The preaching was excellent, very Christ centered, and fervent.

The services were simple. Our morning service went as follows, If I recall correctly:

Hymn
Prayer
Psalm
Prayer
Scripture reading
Sermon
Prayer
Hymn

very similar to a reformed baptist church I have visited on occasion recently.

head coverings were required of memebrs. Adherents were not pressured on this. Voluntary abstinence from alcohol was required for members.

Musical instruments were used, in our case, normally a piano. The FPC in Greenville SC had quite an array, including organ, as well as brass and strings.

The paedo baptist ministers were in the minority, but the disparity seemed to be shrinking. I got to know several young men trainng for the ministry in the FPC, and many of them were Paedo baptist in their convictions.

We left the FPC over the alcohol issue, as well as issues related to worship, and the so called leading of the Holy Spirit. (We ended up in the PRC in Charlotte NC, then the RPCNA after moving to NY>)

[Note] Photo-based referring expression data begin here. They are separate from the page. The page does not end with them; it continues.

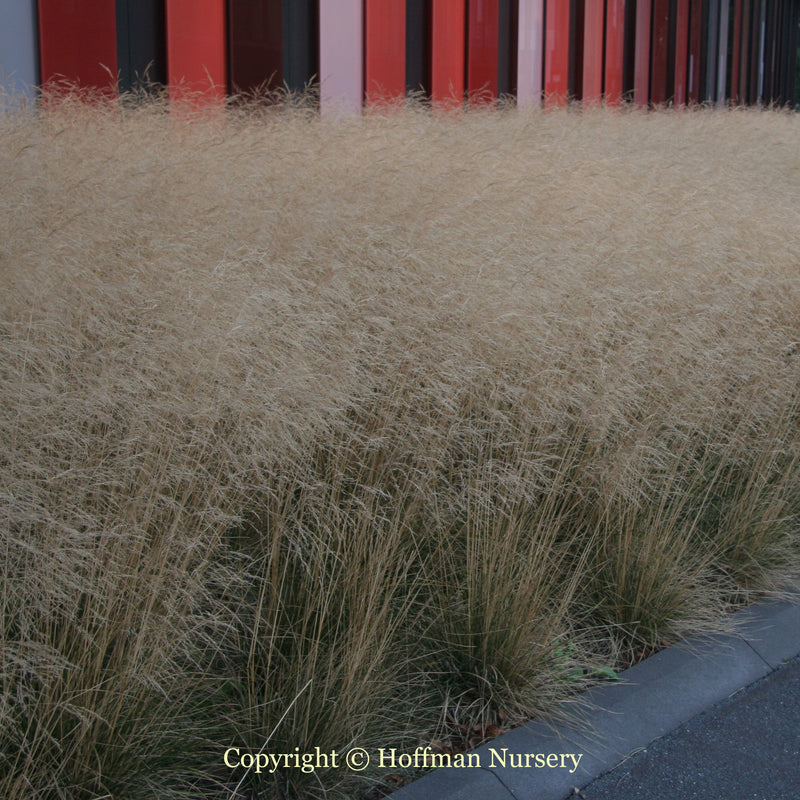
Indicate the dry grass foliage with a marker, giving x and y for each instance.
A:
(367, 431)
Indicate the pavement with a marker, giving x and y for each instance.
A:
(712, 717)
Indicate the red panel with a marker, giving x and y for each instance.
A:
(681, 52)
(78, 42)
(593, 53)
(556, 53)
(658, 77)
(641, 67)
(695, 45)
(448, 25)
(615, 50)
(196, 49)
(737, 48)
(385, 50)
(484, 37)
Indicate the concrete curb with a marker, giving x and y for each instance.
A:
(650, 700)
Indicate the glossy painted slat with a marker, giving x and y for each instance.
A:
(300, 43)
(722, 57)
(736, 50)
(341, 48)
(712, 46)
(556, 53)
(641, 77)
(19, 68)
(530, 46)
(418, 34)
(141, 44)
(255, 44)
(196, 50)
(681, 52)
(659, 54)
(695, 51)
(78, 42)
(615, 51)
(593, 53)
(483, 36)
(384, 50)
(448, 34)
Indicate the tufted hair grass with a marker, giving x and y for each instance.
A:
(375, 431)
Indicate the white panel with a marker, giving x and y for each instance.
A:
(529, 56)
(341, 43)
(18, 46)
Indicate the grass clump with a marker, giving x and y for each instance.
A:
(374, 433)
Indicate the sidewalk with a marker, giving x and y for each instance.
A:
(717, 716)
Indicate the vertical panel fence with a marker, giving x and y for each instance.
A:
(543, 52)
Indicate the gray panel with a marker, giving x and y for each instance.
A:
(19, 56)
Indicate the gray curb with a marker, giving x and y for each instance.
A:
(650, 700)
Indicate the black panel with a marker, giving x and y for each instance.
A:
(507, 48)
(141, 44)
(300, 43)
(418, 45)
(255, 45)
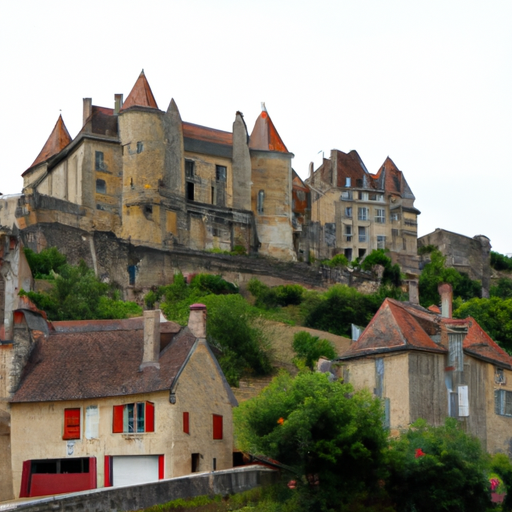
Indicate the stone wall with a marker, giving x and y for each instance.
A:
(137, 497)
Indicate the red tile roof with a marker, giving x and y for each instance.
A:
(76, 363)
(264, 135)
(141, 94)
(198, 132)
(397, 326)
(57, 141)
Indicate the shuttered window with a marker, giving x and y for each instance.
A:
(71, 424)
(217, 427)
(132, 418)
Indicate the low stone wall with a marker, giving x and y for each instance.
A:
(136, 497)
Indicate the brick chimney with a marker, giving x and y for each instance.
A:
(87, 109)
(118, 103)
(197, 320)
(151, 339)
(446, 292)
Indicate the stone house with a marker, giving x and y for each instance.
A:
(354, 212)
(160, 182)
(424, 364)
(113, 402)
(463, 253)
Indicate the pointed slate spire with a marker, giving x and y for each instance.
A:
(57, 141)
(140, 95)
(264, 135)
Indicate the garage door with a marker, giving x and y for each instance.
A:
(131, 470)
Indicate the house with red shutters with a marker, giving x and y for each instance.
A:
(114, 402)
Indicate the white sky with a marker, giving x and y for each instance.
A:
(427, 82)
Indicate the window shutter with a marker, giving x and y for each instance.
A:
(117, 425)
(186, 424)
(150, 417)
(217, 426)
(71, 424)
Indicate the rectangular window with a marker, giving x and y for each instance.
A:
(503, 402)
(221, 172)
(217, 426)
(380, 215)
(186, 423)
(71, 424)
(98, 161)
(189, 168)
(132, 418)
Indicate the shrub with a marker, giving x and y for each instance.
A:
(311, 348)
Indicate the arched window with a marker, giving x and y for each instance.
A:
(261, 199)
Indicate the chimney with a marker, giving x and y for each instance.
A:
(87, 109)
(118, 103)
(197, 320)
(414, 295)
(151, 339)
(446, 292)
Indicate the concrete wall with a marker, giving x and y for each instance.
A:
(138, 497)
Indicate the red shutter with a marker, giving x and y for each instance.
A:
(161, 467)
(71, 424)
(217, 426)
(118, 424)
(25, 479)
(186, 424)
(150, 417)
(107, 471)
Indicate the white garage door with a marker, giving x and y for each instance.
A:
(134, 470)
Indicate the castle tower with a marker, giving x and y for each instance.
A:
(271, 194)
(141, 132)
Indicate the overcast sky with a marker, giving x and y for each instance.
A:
(427, 83)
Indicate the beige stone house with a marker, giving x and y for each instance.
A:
(354, 212)
(114, 402)
(424, 364)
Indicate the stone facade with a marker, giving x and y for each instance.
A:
(354, 212)
(469, 255)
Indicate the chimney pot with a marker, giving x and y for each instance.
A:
(446, 292)
(151, 339)
(197, 320)
(87, 109)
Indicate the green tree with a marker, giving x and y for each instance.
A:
(77, 294)
(494, 315)
(438, 469)
(331, 436)
(311, 348)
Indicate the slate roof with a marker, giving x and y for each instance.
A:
(397, 326)
(57, 141)
(141, 94)
(264, 135)
(75, 363)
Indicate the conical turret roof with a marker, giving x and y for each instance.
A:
(141, 94)
(264, 135)
(57, 141)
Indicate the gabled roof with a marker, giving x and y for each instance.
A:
(264, 135)
(480, 345)
(397, 326)
(141, 94)
(57, 141)
(75, 363)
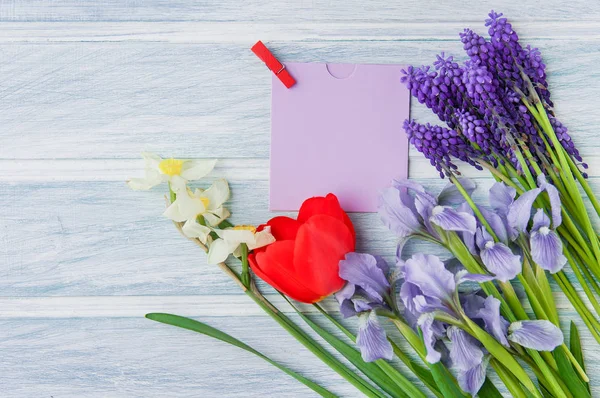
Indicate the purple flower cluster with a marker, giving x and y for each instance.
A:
(481, 102)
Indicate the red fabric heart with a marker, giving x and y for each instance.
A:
(303, 263)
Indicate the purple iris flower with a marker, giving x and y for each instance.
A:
(406, 208)
(366, 290)
(546, 246)
(497, 257)
(519, 211)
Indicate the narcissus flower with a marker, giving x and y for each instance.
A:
(162, 170)
(303, 263)
(230, 240)
(189, 205)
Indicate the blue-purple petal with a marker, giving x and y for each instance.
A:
(540, 335)
(429, 274)
(519, 212)
(395, 215)
(495, 324)
(465, 352)
(501, 197)
(372, 340)
(451, 220)
(362, 270)
(546, 249)
(450, 195)
(554, 200)
(471, 380)
(500, 261)
(540, 219)
(426, 323)
(497, 224)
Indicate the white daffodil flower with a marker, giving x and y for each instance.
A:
(160, 170)
(230, 240)
(206, 203)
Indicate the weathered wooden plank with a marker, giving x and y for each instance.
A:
(100, 238)
(294, 31)
(289, 10)
(135, 357)
(112, 100)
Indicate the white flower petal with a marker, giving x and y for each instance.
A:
(173, 213)
(196, 169)
(217, 194)
(237, 236)
(192, 229)
(219, 250)
(262, 238)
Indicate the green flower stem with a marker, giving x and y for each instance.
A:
(578, 305)
(245, 269)
(584, 184)
(473, 206)
(510, 381)
(314, 347)
(575, 267)
(499, 352)
(397, 351)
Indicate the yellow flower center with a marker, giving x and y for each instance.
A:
(245, 228)
(170, 167)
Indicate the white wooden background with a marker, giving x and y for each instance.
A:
(85, 86)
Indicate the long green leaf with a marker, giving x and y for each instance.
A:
(422, 373)
(489, 390)
(575, 345)
(569, 375)
(199, 327)
(369, 369)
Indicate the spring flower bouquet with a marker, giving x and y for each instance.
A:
(460, 324)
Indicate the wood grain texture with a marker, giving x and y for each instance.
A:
(85, 86)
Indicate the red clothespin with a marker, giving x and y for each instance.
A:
(273, 64)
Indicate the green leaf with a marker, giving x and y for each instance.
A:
(421, 372)
(489, 390)
(381, 377)
(445, 381)
(569, 375)
(199, 327)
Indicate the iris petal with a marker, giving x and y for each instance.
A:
(450, 195)
(429, 337)
(429, 274)
(501, 261)
(472, 380)
(451, 220)
(495, 324)
(464, 353)
(363, 270)
(540, 335)
(546, 250)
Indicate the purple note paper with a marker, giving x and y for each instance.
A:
(339, 130)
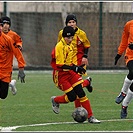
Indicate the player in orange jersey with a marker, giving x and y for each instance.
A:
(8, 50)
(81, 47)
(126, 46)
(18, 41)
(66, 77)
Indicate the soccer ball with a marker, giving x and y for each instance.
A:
(80, 114)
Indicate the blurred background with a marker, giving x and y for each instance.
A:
(38, 24)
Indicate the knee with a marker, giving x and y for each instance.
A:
(71, 96)
(79, 91)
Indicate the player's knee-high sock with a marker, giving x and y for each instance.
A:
(61, 99)
(128, 98)
(85, 83)
(126, 85)
(86, 104)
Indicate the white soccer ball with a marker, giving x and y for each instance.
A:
(80, 114)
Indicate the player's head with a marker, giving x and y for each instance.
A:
(6, 24)
(71, 20)
(68, 33)
(6, 20)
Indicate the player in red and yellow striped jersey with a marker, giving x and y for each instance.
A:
(66, 77)
(18, 43)
(81, 47)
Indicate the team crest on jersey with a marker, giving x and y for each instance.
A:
(78, 41)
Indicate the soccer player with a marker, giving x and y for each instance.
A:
(18, 41)
(66, 77)
(81, 47)
(8, 49)
(126, 46)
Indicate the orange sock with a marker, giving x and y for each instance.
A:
(87, 106)
(85, 83)
(61, 99)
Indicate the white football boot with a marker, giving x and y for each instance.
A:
(92, 119)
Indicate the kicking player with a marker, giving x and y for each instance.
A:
(66, 77)
(18, 42)
(81, 47)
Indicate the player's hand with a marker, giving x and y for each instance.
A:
(21, 75)
(78, 69)
(117, 57)
(84, 61)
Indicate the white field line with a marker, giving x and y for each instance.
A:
(7, 129)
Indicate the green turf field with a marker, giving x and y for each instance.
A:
(30, 109)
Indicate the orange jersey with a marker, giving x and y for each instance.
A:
(7, 50)
(15, 37)
(127, 38)
(80, 42)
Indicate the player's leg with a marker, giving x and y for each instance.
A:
(12, 86)
(57, 100)
(85, 103)
(126, 84)
(86, 83)
(3, 89)
(126, 102)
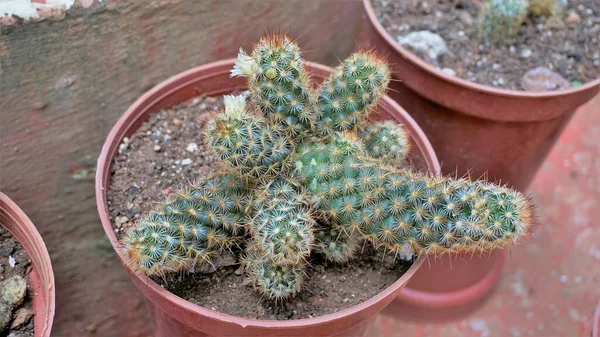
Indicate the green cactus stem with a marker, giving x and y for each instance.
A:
(351, 92)
(247, 142)
(283, 226)
(394, 208)
(386, 141)
(279, 83)
(189, 226)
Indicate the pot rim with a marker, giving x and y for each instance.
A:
(596, 322)
(148, 100)
(405, 53)
(38, 255)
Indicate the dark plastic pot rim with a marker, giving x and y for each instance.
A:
(109, 149)
(462, 82)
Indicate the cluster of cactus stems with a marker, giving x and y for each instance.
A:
(302, 171)
(501, 20)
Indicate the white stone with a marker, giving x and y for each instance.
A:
(425, 43)
(192, 147)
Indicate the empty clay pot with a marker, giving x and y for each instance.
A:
(172, 315)
(41, 277)
(500, 135)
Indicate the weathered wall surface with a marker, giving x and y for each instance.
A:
(63, 84)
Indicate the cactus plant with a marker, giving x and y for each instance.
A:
(386, 141)
(247, 141)
(301, 171)
(394, 208)
(500, 20)
(189, 227)
(283, 225)
(278, 82)
(351, 92)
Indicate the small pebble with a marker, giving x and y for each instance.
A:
(13, 290)
(120, 220)
(124, 145)
(465, 18)
(192, 147)
(21, 317)
(572, 18)
(543, 79)
(449, 71)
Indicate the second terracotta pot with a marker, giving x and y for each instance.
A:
(500, 135)
(41, 277)
(172, 315)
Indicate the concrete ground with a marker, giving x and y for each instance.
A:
(550, 285)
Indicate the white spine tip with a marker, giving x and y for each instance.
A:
(245, 66)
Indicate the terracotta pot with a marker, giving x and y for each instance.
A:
(596, 322)
(173, 316)
(501, 135)
(41, 277)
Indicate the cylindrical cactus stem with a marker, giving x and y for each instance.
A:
(386, 141)
(282, 228)
(279, 83)
(337, 244)
(351, 92)
(189, 226)
(500, 20)
(275, 281)
(394, 208)
(247, 142)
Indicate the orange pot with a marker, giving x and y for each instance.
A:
(41, 277)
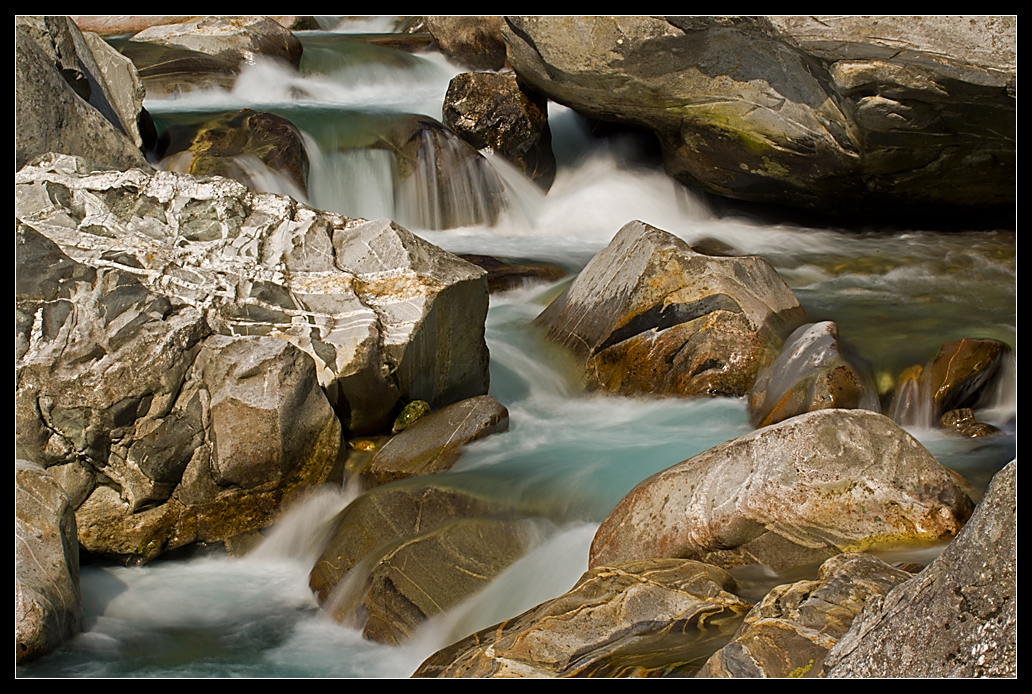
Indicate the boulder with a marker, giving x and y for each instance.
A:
(428, 573)
(385, 315)
(68, 100)
(432, 444)
(956, 619)
(629, 619)
(964, 374)
(47, 602)
(789, 494)
(385, 515)
(163, 438)
(245, 146)
(820, 113)
(811, 373)
(493, 112)
(650, 315)
(788, 632)
(472, 41)
(506, 274)
(442, 181)
(207, 52)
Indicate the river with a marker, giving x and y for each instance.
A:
(897, 295)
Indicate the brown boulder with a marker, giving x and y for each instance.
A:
(786, 495)
(650, 315)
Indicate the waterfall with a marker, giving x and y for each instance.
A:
(569, 456)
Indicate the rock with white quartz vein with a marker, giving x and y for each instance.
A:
(384, 314)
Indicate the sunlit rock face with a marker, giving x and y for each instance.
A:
(404, 553)
(384, 314)
(789, 494)
(171, 435)
(650, 315)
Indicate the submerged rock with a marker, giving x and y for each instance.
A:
(811, 373)
(626, 619)
(407, 551)
(494, 112)
(229, 146)
(206, 52)
(788, 632)
(789, 494)
(956, 619)
(964, 374)
(650, 315)
(432, 443)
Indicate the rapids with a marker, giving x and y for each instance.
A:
(897, 295)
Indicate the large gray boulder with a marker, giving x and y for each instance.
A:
(161, 437)
(384, 314)
(825, 113)
(47, 603)
(73, 96)
(650, 315)
(791, 494)
(956, 619)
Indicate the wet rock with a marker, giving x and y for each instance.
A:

The practice of "seeking the mind of the Lord' before making an important decision was very common. We heard many testimonies of men relating their call to the ministry that had some element of "fleece" seeking, as a confirmation of their call. It was not universal, but more than one ministerial student related to me that many of the elders and ministers would not consider a man's call as legitimate, unless he could relate some circumstance showing that God really intended for him to pursue the ministry, apart from his qualifications and desires for that office.

In other words, without a confirming "sign", many would doubt a man's call to the ministry, before he even began his studies.

For me, this became quite a burden, and could be for the average person in the pew. Who wants to be out of God's will! Also, things might be left undone, that would have otherwise been good, unless there was a "leading" to do it. Personally, I was absolutely sure that I would somehow get God's secret will wrong, and therefore incur his fatherly displeasure, or worse!

To be fair, while I think this issue to be serious, they are far from being flaming charismatics. All of the ministers I knew were cessationists. 

Eventually, a friend helped me see how Deuteronomy 29:29, and SC question 39 dealt with that issue.

Most of the best preaching I ever heard was in the FPC. The folks are very kind and loving. In spite of my differences with the denomination, I too wonder if their model of toleration on baptism might not be a bad idea.

They are certainly very strong on the gospel, if off kilter on a few other things.

Overall, My family was greatly blessed in our time there, and we miss many of our friends there. I wish they were more involved in the larger reformed community. I think they have some great things to contribute, and some important things to learn. 

Take care,

Tom


----------